Implications: With Russian state-owned companies expanding into Georgia, the Russian Federation is acquiring greater leverage over sensitive political issues. This is not only a perceived, but a real threat. The Russian government has a recorded history of using energy dependence as a tool for the political pressure. That was the case in the Baltics, when Estonia, Latvia and Lithuania demanded the withdrawal of Russian troops in 1992. That was the case in Ukraine, where pressure was used for economic reasons. That was the case in Georgia in 2000-2001, when Moscow demanded support for the war in Chechnya and adjustments in Georgia’s western-oriented foreign policy.

With Russian state-owned companies in charge of most of the natural gas market, both commercial (power plants, chemical factories) and residential, it is hard to believe that Georgia will have a chance to diversify its natural gas supplies, despite the construction of the U.S. government-backed Baku-Tbilisi-Erzerum pipeline, which is planned to ship gas from the Shah-Deniz Field in Azerbaijan to Turkey via Georgia.

In addition, the sale of the gas pipelines is not really a matter of privatization, since Gazprom is a government-owned, poorly managed, and financially not very sound company. Gazprom cannot bring effective management or modern technology. Quote to the contrary, Gazprom, as well as other Russian state-owned companies, bring an old Soviet-style authoritarian management culture. In addition, Gazprom’s future is itself not clear. The company does not have money to invest in exploration, and the company is heavily dependent on gas from Turkmenistan and other Central Asian countries in its future strategies. Gazprom capitalizes on these countries’ lack of access to markets and uses its monopoly on gas pipelines to set a minimal purchase price. But Turkmenistan is giving Gazprom hard times, not fulfilling some of its earlier contractual obligations and demanding higher prices, thus casting doubts on the success of Gazprom’s announced strategy.

This uncertainty surrounding Gazprom is a challenge to Europe as well. Europe is heavily dependent on Russian gas. The dependence varies from twenty-two percent of consumption in France, to almost forty percent in Germany, sixty in Turkey, sixty-five in Austria, seventy-nine in the Czech Republic, ninety-seven in Bulgaria, and a hundred percent in Slovakia, to name a few. The European market is growing rapidly and Russia may lose its share unless it increases its reserves and potential. Europe is already beginning to wake up and look for all possible directions, including the Caspian.
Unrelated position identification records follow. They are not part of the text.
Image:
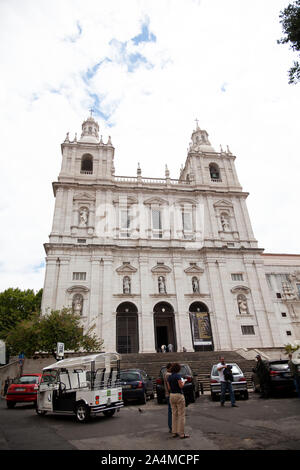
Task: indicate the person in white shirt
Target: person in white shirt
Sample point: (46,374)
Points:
(225,384)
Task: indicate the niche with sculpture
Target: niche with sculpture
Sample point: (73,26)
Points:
(126,285)
(242,304)
(195,285)
(161,285)
(77,304)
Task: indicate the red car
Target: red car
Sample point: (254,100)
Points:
(23,390)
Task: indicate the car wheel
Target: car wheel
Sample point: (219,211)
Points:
(82,413)
(10,404)
(109,413)
(143,400)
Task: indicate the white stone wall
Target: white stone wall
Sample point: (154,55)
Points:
(94,246)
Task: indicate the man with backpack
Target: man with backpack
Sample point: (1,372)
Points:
(226,379)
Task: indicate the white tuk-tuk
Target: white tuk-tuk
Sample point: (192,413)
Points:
(85,385)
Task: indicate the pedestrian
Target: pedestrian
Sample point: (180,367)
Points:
(226,379)
(167,395)
(6,385)
(294,369)
(177,400)
(263,374)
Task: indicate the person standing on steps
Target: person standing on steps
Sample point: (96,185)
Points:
(167,395)
(177,400)
(263,374)
(226,379)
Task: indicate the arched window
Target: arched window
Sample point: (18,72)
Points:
(242,304)
(214,172)
(87,164)
(126,285)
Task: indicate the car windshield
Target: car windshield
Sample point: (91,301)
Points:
(279,367)
(130,376)
(27,380)
(183,371)
(49,376)
(235,370)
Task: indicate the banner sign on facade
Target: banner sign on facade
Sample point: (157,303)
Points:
(201,329)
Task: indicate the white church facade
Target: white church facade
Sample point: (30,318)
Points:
(153,261)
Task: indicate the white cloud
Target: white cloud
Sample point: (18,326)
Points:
(215,60)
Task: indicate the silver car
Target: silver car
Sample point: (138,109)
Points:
(239,383)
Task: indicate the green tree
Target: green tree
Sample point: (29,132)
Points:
(43,332)
(15,306)
(290,348)
(290,21)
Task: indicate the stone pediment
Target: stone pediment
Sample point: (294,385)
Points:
(222,203)
(83,196)
(240,289)
(156,201)
(127,200)
(161,268)
(184,201)
(194,269)
(77,289)
(126,268)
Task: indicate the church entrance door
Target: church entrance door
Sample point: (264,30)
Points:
(164,325)
(127,328)
(201,327)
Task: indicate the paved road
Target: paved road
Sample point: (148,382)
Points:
(256,424)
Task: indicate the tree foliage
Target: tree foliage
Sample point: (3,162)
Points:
(290,21)
(15,306)
(41,333)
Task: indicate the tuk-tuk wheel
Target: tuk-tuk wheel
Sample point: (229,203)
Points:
(82,413)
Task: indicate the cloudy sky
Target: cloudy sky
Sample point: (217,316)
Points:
(148,68)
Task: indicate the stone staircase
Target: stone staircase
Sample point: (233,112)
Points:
(200,363)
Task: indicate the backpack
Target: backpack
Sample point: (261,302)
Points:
(228,374)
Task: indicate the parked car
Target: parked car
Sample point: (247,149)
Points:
(239,383)
(190,389)
(23,390)
(281,379)
(136,385)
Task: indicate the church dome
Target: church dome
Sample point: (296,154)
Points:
(90,131)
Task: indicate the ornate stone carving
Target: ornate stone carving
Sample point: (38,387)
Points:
(161,285)
(77,304)
(83,217)
(126,285)
(195,284)
(242,304)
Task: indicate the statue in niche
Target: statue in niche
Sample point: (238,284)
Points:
(225,223)
(195,285)
(242,304)
(77,304)
(126,285)
(288,291)
(83,217)
(161,285)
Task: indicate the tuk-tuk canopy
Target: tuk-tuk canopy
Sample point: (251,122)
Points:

In this context, Gazprom sees the potential for competition and tries to attract all the regional gas in its system. Gazprom is not only after Turkmenistan and Kazakhstan, but after Azerbaijan as well. The purchase of the existing Georgian pipeline system is a step in that direction. It gives Russia the opportunity to consider different scenarios of shipping Azerbaijani and Iranian gas from the South Caucasus through its own system to markets in Europe. If successful, Gazprom could make all those producing countries depend on its transportation system and would dictate commercial considerations. It could also maintain greater leverage on European consumer countries.

Conclusions: It is in Georgia’s interest to avoid a transfer of all of its energy assets to government-owned monopolies of the Russian Federation, in contrast to private Russian investments that should be welcomed in various industries, particularly in tourism, real estate, hospitality business, wine industry etc. On the other hand, the government of Georgia needs to find a way to attract investments from different parts of the world. That will require a clear long-term economic strategy, simplification of regulations, transparency in the privatization process, and respect and enforcement of property rights by an independent judiciary. It will also require the support of friendly governments. Georgia still cannot afford large-scale investments in infrastructure, and will require assistance in that direction. The energy sector remains the priority, although road infrastructure has an important role as well.

Author’s bio: Mamuka Tsereteli is the Executive Director of the America-Georgia Business Council and an Adjunct Professor at the School of International Service at American University in Washington, D.C.